Captain America: The First Avenger.
A friend suggested seeing this movie and since I intend to watch The Avengers and there is no better time to watch superhero-movies than summer, I agreed, but didn't really expect much. I knew nothing about Captain America, but his name suggested grand speeches about his titular country of origin and general random patriotism. Chris Evans had played the Human Torch in that one movie I never ever want to see again because it took a lot of effort to Topher it from my memory.

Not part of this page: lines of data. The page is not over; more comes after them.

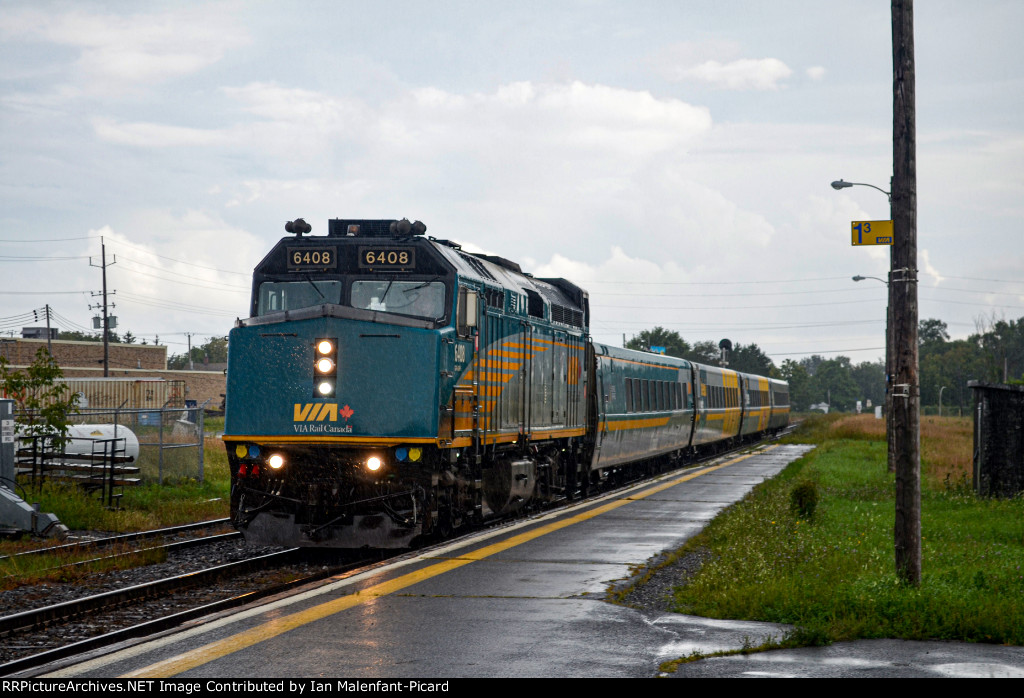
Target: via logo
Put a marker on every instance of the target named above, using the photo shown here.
(311, 411)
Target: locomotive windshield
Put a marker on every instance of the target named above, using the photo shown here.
(275, 296)
(423, 299)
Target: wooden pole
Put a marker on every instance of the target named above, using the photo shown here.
(906, 388)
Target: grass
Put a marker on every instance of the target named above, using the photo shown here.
(143, 507)
(833, 574)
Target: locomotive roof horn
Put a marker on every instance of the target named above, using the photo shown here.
(298, 226)
(403, 227)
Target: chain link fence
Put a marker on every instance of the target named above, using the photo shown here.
(166, 443)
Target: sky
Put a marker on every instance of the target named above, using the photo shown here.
(673, 158)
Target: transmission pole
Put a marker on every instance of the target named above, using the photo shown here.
(906, 388)
(107, 319)
(49, 343)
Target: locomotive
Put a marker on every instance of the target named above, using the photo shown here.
(390, 387)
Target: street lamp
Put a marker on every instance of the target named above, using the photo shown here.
(890, 340)
(840, 184)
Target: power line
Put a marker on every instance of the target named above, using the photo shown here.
(222, 287)
(50, 240)
(181, 261)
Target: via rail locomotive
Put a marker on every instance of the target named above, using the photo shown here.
(389, 386)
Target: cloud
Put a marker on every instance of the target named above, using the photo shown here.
(133, 49)
(745, 74)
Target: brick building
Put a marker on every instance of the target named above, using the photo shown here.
(85, 359)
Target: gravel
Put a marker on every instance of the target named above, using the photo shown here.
(654, 594)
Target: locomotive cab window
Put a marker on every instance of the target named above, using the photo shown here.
(467, 310)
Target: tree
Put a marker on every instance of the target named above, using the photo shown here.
(836, 384)
(870, 380)
(658, 337)
(750, 359)
(801, 385)
(705, 352)
(932, 332)
(42, 405)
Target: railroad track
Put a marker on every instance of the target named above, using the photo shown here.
(115, 540)
(72, 627)
(153, 609)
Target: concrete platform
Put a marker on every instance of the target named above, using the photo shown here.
(522, 601)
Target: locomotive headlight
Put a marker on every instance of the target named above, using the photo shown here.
(325, 367)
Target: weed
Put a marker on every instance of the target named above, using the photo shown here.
(804, 499)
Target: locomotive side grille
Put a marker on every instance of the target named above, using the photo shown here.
(559, 313)
(477, 266)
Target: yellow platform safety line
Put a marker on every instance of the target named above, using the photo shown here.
(272, 628)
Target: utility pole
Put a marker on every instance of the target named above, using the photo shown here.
(49, 343)
(107, 319)
(903, 286)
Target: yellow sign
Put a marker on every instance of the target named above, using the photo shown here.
(871, 232)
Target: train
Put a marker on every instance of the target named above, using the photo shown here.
(390, 388)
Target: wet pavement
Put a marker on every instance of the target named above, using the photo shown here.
(528, 600)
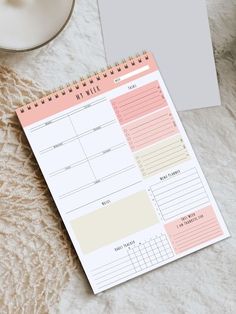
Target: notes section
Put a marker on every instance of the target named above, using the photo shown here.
(152, 128)
(114, 222)
(139, 102)
(193, 229)
(161, 156)
(180, 194)
(139, 258)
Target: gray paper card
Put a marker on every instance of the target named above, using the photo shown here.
(178, 34)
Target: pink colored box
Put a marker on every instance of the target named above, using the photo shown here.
(149, 130)
(139, 102)
(193, 229)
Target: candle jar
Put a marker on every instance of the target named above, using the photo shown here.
(29, 24)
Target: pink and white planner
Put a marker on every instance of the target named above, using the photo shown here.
(122, 172)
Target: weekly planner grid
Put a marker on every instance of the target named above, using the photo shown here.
(122, 172)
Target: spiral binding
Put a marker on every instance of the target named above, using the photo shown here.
(89, 80)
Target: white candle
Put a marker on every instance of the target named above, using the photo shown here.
(25, 24)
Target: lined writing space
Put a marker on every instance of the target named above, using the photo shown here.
(180, 194)
(193, 229)
(150, 129)
(138, 259)
(161, 156)
(139, 102)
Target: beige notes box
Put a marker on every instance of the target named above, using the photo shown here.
(114, 222)
(161, 156)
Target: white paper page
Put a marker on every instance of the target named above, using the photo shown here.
(124, 177)
(178, 34)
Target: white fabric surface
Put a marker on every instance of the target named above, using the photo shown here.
(203, 282)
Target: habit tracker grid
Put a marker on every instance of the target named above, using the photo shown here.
(122, 172)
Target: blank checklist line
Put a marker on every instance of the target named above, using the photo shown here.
(137, 106)
(163, 148)
(63, 116)
(158, 157)
(190, 183)
(200, 239)
(141, 110)
(178, 178)
(193, 228)
(176, 148)
(144, 95)
(171, 162)
(201, 230)
(155, 164)
(186, 199)
(180, 194)
(155, 128)
(142, 126)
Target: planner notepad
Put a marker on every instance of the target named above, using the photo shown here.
(122, 172)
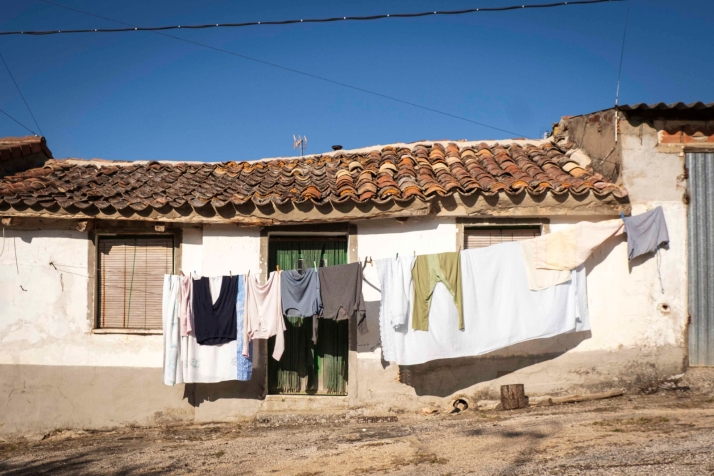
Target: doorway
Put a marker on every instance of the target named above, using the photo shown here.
(306, 368)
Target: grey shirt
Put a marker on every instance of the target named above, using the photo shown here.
(341, 291)
(301, 293)
(645, 232)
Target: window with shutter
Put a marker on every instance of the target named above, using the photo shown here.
(131, 273)
(487, 236)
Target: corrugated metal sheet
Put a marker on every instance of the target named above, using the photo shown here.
(701, 258)
(675, 106)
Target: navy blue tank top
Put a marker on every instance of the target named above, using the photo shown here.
(215, 323)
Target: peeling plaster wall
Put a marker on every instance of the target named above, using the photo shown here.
(48, 323)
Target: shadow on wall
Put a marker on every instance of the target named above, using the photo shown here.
(442, 378)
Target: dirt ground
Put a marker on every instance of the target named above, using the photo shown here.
(670, 432)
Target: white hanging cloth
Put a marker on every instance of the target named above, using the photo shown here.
(499, 310)
(185, 360)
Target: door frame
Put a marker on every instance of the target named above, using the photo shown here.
(346, 229)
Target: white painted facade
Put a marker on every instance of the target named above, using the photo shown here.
(45, 319)
(56, 371)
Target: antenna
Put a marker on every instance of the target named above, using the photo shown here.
(300, 142)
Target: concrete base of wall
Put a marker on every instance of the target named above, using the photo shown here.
(42, 398)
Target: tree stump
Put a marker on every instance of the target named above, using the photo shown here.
(513, 397)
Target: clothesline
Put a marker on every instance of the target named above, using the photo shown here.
(433, 306)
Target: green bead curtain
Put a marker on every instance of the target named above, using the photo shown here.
(306, 368)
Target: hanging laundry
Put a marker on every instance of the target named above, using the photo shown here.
(568, 249)
(185, 313)
(194, 363)
(499, 310)
(209, 363)
(214, 318)
(173, 367)
(244, 364)
(395, 276)
(540, 278)
(341, 292)
(645, 232)
(300, 293)
(264, 314)
(429, 270)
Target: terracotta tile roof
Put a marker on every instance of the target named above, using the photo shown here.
(400, 173)
(16, 147)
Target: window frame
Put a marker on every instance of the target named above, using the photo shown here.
(464, 224)
(122, 230)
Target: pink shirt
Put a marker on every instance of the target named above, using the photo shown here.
(264, 313)
(185, 312)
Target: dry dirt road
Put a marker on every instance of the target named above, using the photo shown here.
(668, 433)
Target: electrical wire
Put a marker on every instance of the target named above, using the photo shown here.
(23, 125)
(21, 95)
(622, 55)
(308, 20)
(302, 73)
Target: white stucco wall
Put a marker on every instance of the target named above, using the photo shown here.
(48, 323)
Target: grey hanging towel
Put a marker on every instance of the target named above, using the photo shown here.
(300, 293)
(645, 232)
(341, 291)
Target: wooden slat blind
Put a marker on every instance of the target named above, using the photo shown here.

How wrong I was! Steve Rogers (Chris Evans) is a sickly tiny man from Brooklyn desperately trying to get into the Army but failing since he doesn't meet the physical standards. He gets bullied, but never runs away. He doesn't want to kill people, but he hates bullies. When Howard Stark's technology turns him into a super hero, his weapon is a shield - he is a defender, not an aggressor. He protects. The female character in the movie isn't just a "we need a romantic subplot" afterthought, she is a tough and driven British agent (played by Hayley Atwell)! He cries after losing someone he loves instead of hiding his feelings! The story of the movie itself follows superhero conventions - Hugo Weaving plays the head of a Nazi science division who turns himself into a monster via ancient Norse artefact and intends to destroy the world (maybe?) - but Captain America himself is such an unusually likeable superhero that I even managed to sit through the obligatory endless action sequences without wincing, despite the 3D glasses (I have opinions on 3D, they are not positive).

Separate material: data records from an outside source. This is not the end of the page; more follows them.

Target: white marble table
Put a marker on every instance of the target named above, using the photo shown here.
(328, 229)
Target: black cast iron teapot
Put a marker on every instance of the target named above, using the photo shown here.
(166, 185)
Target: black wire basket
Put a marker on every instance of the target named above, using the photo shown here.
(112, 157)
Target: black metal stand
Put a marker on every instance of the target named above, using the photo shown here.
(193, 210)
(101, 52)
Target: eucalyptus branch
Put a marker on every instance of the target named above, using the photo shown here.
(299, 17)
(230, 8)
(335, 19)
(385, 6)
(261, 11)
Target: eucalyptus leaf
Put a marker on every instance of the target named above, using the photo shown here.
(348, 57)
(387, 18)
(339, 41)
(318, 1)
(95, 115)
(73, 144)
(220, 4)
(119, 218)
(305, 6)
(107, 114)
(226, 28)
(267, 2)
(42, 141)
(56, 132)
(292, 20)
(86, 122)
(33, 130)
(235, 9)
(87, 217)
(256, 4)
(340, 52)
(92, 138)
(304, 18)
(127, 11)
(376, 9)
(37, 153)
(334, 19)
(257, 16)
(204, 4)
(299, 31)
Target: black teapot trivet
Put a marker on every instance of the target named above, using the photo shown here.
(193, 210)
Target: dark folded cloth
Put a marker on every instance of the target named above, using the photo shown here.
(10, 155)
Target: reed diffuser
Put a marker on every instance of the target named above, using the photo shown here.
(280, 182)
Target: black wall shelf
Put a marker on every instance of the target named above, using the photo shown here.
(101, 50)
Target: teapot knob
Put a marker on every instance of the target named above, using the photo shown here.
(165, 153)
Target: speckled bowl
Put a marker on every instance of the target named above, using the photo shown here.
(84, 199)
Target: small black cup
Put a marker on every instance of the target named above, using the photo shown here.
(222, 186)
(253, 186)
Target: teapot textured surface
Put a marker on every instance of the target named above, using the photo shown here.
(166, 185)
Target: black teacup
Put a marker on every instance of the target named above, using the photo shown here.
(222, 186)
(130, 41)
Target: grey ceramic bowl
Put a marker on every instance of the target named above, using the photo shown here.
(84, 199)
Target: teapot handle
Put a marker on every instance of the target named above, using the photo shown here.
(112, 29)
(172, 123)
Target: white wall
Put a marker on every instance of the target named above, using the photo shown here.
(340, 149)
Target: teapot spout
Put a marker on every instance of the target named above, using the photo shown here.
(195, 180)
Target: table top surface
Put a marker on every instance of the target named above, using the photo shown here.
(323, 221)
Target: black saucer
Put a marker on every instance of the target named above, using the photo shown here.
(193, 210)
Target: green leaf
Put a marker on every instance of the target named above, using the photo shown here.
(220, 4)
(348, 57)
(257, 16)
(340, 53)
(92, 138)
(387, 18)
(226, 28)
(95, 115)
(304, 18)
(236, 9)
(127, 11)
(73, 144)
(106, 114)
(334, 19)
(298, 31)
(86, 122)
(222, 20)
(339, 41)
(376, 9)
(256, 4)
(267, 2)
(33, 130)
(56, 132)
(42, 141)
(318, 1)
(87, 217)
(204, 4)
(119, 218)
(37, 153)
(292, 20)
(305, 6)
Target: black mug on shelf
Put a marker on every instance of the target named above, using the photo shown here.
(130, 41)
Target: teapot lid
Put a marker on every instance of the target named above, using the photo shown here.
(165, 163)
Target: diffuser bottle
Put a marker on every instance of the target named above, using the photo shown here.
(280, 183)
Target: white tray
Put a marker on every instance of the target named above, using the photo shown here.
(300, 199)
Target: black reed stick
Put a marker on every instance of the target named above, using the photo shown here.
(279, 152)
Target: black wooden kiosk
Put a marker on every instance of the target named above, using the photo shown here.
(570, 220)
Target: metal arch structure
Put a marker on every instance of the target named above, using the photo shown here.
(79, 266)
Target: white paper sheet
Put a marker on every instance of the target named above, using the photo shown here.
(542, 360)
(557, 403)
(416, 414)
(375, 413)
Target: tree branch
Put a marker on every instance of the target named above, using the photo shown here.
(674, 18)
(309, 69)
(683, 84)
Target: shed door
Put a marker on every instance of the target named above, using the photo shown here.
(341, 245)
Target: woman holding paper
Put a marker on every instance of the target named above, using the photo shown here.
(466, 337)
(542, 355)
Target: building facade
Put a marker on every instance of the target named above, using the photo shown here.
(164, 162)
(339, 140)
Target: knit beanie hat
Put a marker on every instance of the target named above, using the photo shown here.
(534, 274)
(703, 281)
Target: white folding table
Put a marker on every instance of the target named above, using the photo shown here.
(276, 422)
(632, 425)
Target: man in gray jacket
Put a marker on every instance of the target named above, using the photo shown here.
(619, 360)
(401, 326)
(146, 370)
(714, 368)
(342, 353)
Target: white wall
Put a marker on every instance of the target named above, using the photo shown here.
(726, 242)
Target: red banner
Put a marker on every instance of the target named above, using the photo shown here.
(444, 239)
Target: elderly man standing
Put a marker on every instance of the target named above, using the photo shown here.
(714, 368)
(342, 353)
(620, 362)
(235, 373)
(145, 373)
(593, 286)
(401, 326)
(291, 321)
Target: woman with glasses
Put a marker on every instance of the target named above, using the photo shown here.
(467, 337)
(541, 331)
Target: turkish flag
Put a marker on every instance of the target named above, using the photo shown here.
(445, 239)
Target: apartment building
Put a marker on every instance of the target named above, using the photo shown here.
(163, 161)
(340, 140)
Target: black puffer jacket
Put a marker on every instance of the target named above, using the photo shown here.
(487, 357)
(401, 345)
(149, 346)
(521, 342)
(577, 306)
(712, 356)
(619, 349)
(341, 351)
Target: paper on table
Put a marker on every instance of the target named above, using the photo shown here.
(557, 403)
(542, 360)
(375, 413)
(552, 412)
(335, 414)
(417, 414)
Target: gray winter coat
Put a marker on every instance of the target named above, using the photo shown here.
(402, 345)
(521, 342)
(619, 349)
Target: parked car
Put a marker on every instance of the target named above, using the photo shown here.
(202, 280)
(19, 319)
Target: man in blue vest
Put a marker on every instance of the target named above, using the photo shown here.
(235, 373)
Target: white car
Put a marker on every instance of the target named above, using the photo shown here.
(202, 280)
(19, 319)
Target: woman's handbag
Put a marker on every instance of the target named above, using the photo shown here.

This is a thoroughly enjoyable movie, and surprisingly, instead of assuming that it would just help set up The Avengers, I now really, really hope that The Avengers lives up to my heightened expectations. DO YOUR WORST, JOSS (and by that I mean, please don't make Captain America the obligatory surprise!death).
2011, directed by Joe Johnston, starring Chris Evans, Hayley Atwell, Sebastian Stan, Tommy Lee Jones, Hugo Weaving, Dominic Cooper, Richard Armitage, Stanley Tucci, Toby Jones.
I went into Super 8 knowing nothing except that some people had described it as the kind of film Steven Spielberg might have made in the 1980s, which didn't really help considering that I've never even thought about seeing E.T. What Super 8 is, however, is a movie that relies on the same basic premise that Stephen King's strongest novels (and, most of all, Stand by Me) have: that the world children left to their own devices during the forever-months of summer break doesn't really resemble the one their parents inhabit. I grew up like this, spending weeks and weeks at my grandparents' house outside the city, discovering the woods and the fields surrounding their little town, inventing adventures that grown-ups had no access to. This is how Super 8 starts: a group of boys has taken the next step after sharing an obsession with movies, they are starting to make their own, with borrowed equipment and a lot of enthusiasm. They need a female lead, which means reaching out to someone outside their own group, and they discover an incredible actress in the girl (Elle Fanning) with the infamous father. Or maybe it's important to start even earlier: Traumatized by his mother's death in a factory accident, Joe (Joel Courtney) clings to the group's ability to make a movie together. The central scene is a dramatic farewell which they decide to film at the local train station, but at the very moment when everybody is smitten with Alice's talent (a scene strangely reminiscent of Naomi Watt's fictional audition in Mulholland Drive), the world they created together is literally smashed. They accidentally manage to film a horrible accident, a train derailing after crashing into a car on the rails. They decide to keep it a secret since none of them, especially not Alice, were supposed to be there, but strange things start to happen and they eventually reveal a government conspiracy.
Like in Stephen King's It, it's the children, and later the adults who have never quite grown up, who find a way to protect their community, rather than the establishment (whose power is forever suspect and potentially more harmful than the outside threat). Ultimately, what restores the safety of the community is a shared traumatic experience and the hope of overcoming it, not the guns and the tanks.
2011, directed by J.J. Abrams, starring Joel Courtney, Riley Griffiths, Elle Fanning, Ryan Lee, Gabriel Basso, Zach Mills, Kyle Chandler.